Menurut dia, kini tantangan penjajahan informasi di depan mata. Betapa tidak, kata dia, hampir seluruh akses komunikasi yang digunakan saat ini dikuasai asing. Bahkan operator kerap mengeluh bagaimana mereka yang membangun infrastruktur komunikasi, akhirnya kalah dengan layanan over the top (OTT) seperti Whatsapp dan Facebook.
Tanpa membangun infrastruktur, layanan OTT tersebut bisa mengeruk untung triliunan rupiah setiap tahun dari penggunanya di tanah air. "Apalagi layanan tersebut tidak membayar pajak sama sekali, karena tidak punya badan hukum di Indonesia," kata Pratama.
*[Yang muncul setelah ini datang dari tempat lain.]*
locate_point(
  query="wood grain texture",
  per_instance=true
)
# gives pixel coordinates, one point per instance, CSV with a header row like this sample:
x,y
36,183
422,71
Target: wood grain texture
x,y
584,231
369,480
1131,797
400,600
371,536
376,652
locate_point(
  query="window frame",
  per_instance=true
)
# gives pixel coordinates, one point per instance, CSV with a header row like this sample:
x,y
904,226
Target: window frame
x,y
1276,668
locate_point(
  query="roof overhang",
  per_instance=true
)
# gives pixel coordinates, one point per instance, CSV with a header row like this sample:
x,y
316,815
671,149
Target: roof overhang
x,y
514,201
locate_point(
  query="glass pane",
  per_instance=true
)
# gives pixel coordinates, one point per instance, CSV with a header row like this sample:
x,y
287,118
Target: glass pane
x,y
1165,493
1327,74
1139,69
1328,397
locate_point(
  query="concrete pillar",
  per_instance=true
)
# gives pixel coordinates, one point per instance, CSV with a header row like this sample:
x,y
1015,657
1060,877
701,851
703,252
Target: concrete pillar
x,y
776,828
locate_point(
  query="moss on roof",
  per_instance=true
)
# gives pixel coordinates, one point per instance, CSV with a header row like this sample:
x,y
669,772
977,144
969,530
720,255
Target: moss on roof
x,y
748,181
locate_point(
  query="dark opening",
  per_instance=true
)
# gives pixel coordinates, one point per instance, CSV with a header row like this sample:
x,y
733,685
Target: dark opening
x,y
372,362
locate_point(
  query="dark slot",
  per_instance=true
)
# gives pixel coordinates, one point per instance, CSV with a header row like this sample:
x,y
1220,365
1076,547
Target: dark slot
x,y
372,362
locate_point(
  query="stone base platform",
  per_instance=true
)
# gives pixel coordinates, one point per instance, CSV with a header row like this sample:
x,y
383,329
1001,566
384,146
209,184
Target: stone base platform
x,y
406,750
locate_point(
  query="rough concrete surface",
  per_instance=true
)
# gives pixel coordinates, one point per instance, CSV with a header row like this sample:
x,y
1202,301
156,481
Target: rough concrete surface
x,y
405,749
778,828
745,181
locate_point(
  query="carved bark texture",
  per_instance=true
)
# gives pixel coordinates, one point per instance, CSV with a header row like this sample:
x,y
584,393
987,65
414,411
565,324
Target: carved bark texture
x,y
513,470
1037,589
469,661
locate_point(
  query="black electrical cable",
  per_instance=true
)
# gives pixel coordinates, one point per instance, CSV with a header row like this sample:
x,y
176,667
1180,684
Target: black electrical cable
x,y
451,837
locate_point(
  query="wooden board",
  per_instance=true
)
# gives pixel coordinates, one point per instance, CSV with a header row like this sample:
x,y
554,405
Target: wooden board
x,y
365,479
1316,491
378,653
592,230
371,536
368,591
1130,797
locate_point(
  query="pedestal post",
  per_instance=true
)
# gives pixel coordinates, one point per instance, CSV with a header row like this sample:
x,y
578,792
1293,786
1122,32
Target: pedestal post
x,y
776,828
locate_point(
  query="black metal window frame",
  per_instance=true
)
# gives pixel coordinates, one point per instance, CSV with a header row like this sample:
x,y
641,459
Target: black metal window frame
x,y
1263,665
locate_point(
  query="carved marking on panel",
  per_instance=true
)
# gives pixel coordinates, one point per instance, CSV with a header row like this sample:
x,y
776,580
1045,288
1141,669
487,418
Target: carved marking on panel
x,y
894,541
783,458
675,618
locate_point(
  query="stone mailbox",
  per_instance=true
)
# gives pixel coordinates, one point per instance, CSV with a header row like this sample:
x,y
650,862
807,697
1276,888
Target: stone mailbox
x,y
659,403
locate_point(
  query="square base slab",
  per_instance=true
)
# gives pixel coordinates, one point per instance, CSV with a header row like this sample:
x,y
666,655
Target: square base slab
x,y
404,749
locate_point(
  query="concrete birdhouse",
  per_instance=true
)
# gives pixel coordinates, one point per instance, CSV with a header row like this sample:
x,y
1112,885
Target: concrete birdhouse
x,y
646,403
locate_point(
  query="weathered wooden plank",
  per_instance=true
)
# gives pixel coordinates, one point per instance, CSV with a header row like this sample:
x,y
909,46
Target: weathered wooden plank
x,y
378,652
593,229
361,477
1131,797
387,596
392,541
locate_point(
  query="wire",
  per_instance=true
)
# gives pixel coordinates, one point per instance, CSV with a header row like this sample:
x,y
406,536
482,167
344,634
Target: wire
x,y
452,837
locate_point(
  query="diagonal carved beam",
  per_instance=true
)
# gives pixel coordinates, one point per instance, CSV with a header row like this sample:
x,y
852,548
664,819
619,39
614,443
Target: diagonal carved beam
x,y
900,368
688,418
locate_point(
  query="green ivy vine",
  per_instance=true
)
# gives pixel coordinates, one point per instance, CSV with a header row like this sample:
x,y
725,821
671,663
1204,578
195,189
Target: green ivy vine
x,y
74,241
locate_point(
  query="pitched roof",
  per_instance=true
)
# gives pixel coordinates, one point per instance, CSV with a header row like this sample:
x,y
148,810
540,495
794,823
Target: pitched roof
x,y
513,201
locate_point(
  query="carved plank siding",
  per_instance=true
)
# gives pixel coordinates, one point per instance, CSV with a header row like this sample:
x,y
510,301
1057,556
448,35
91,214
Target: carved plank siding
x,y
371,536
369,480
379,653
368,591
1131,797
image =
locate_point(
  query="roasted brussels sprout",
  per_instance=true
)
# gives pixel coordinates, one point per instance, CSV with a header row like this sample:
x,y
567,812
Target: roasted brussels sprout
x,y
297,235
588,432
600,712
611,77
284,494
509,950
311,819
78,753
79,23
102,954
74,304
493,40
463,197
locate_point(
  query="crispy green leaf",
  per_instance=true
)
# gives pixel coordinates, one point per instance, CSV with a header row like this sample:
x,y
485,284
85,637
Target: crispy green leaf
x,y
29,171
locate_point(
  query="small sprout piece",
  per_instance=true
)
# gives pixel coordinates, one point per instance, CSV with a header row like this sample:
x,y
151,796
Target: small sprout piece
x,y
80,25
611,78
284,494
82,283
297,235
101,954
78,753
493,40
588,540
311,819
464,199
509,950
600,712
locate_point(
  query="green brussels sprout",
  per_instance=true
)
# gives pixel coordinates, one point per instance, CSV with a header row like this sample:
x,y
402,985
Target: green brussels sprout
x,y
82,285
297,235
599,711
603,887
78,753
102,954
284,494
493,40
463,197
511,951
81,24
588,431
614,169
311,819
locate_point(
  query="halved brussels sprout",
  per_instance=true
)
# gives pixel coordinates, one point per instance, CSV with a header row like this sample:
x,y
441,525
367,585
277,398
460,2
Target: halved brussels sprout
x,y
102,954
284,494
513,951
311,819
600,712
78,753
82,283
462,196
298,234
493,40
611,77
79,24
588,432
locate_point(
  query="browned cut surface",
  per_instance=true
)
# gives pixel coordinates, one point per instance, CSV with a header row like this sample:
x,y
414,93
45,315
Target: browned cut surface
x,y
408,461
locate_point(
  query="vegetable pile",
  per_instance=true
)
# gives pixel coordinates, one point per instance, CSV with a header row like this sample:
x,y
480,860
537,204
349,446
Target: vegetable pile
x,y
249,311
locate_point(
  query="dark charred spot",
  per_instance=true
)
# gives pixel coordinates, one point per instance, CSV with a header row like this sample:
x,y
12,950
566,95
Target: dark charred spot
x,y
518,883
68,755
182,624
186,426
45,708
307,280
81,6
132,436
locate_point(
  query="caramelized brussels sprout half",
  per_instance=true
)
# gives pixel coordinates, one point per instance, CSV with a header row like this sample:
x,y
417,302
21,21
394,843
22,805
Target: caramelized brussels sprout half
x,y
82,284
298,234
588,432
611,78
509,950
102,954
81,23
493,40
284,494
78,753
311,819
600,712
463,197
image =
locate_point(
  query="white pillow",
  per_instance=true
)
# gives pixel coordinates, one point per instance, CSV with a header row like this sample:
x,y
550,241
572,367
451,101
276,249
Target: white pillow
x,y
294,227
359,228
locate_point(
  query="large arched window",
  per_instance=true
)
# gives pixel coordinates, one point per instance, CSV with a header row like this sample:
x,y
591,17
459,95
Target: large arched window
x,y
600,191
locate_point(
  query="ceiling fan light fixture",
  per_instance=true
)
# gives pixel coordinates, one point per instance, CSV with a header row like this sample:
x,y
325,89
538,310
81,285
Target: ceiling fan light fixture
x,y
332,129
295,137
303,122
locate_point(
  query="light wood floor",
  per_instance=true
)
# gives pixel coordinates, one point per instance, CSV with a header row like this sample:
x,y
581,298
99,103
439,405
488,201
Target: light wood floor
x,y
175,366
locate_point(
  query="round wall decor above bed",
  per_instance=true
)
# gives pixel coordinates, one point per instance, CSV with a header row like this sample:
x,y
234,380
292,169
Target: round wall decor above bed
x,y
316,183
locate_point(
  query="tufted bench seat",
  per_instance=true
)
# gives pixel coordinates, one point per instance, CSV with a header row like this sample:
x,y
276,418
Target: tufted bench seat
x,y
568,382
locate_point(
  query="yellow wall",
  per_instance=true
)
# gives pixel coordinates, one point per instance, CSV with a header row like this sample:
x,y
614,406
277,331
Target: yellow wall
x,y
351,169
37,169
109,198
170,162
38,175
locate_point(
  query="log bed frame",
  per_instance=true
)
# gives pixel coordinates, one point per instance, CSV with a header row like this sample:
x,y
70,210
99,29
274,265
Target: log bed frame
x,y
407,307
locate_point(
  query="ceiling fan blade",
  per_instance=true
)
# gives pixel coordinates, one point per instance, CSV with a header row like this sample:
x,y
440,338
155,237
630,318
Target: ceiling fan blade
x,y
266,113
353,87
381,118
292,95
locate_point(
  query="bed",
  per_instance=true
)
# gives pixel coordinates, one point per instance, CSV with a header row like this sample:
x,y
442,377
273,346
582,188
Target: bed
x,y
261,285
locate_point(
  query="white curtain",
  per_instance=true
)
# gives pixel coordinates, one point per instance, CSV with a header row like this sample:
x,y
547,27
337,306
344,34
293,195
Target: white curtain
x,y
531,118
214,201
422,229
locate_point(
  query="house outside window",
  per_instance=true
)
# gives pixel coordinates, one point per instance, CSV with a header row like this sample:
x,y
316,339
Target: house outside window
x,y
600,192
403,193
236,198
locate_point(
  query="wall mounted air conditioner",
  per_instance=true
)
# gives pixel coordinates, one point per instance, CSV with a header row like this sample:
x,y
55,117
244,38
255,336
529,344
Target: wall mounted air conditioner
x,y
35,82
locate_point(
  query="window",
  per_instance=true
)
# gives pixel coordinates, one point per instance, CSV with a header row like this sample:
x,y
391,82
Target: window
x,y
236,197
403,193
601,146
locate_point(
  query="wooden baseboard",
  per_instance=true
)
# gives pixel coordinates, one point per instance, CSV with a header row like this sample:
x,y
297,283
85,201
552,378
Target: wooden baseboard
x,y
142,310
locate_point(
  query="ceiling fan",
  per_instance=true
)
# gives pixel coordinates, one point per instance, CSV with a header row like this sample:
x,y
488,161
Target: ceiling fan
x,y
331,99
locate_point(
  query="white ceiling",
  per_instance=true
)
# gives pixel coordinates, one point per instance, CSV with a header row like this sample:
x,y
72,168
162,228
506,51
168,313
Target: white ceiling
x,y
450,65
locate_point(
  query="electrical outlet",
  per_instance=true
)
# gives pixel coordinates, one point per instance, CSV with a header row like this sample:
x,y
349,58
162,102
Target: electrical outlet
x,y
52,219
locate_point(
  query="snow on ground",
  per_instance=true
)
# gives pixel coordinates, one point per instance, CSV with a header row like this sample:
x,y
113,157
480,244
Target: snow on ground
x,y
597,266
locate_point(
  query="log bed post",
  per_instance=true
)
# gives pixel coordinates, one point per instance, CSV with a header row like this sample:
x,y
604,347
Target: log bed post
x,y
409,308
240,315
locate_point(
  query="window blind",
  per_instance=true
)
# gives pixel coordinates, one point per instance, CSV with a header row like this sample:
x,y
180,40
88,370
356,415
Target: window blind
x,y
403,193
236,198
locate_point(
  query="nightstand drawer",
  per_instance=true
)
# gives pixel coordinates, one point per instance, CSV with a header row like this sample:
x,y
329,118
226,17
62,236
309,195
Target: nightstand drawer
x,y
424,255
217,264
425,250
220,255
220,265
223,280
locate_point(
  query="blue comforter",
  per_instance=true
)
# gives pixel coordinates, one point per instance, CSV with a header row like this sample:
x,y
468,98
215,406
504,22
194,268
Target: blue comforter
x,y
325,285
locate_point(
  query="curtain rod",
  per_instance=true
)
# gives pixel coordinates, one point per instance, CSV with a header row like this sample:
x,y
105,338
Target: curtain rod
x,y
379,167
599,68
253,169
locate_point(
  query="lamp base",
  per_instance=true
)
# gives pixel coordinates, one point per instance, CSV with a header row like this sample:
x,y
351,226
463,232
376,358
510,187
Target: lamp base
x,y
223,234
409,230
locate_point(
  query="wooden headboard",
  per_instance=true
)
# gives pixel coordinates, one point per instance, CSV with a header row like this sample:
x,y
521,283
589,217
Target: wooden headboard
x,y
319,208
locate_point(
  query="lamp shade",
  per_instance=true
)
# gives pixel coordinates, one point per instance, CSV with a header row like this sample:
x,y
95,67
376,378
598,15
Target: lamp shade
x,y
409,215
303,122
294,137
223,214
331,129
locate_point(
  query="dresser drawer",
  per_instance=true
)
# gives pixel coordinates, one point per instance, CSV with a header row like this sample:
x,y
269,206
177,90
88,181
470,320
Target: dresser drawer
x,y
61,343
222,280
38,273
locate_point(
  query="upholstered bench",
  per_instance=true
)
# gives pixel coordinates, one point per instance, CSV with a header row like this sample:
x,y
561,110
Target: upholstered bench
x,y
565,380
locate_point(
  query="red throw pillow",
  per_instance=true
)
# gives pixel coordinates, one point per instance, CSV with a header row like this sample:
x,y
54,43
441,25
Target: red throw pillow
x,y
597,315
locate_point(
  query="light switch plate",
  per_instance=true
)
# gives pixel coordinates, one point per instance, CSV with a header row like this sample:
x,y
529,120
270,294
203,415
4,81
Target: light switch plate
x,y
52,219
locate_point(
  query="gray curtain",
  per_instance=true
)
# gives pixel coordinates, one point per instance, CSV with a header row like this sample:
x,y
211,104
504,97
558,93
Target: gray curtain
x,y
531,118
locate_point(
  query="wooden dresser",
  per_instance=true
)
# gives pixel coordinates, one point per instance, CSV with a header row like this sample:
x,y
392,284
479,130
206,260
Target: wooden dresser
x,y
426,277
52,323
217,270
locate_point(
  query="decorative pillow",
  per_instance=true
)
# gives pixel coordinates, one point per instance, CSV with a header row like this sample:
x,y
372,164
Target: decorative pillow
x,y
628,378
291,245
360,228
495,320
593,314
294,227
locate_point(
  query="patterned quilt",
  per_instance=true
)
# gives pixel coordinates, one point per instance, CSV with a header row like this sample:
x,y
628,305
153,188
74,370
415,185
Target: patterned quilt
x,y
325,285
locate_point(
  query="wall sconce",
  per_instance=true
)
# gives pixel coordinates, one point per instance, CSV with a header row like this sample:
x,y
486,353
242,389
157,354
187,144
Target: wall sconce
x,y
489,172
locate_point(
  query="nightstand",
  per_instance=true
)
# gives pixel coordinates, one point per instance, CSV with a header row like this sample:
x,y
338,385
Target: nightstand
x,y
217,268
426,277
Dia menjelaskan, sudah ada pergeseran model penjajahan. Sekarang ini, untuk mengeruk uang negara lain, tidak perlu lagi menjajah secara fisik wilayah.
Penjajahan model baru ini tidak selalu dilakukan oleh negara-negara maju. Kini korporasi yang kuat bisa melakukan penjajahan informasi. "Ini efeknya luar biasa, bisa mempengaruhi stabilitas politik, ekonomi dan keamanan sebuah negara,” jelasnya.
Pratama menjelaskan, layanan OTT ini kini sangat powerfull dan bisa mengeruk uang dari negara mana saja. Untuk Indonesia saja, Facebook tiap bulannya bisa mengeruk lebih dari Rp 500 miliar setiap bulannya dan terus bertambah.
“Pemerintah harus punya grand design menghadapi tren bisnis seperti ini. OTT ini banyak yang tidak berbadan hukum di Indonesia, namun punya pengguna dan income yang sangat besar dari Indonesia,” kata Chairman Communication and Information System Security Research Center ini.
Menurutnya, ini jelas tidak sesuai dengan keinginan pemerintah untuk menarik sebanyak mungkin uang warga negara Indonesia di luar negeri. Karena di saat yang bersamaan begitu banyak potensi devisa yang disedot oleh asing.
“Itu baru dari segi ekonomi. Bayangkan dari segi keamanan, dengan edukasi yang minim saat ini Indonesia rawan menjadi serangan asing. Kita tidak tahu, sebenarnya data yang kita simpan di cloud maupun dikirim lewat email gratisan itu diapakan oleh mereka,” jelas pria asal Cepu jawa Tengah ini.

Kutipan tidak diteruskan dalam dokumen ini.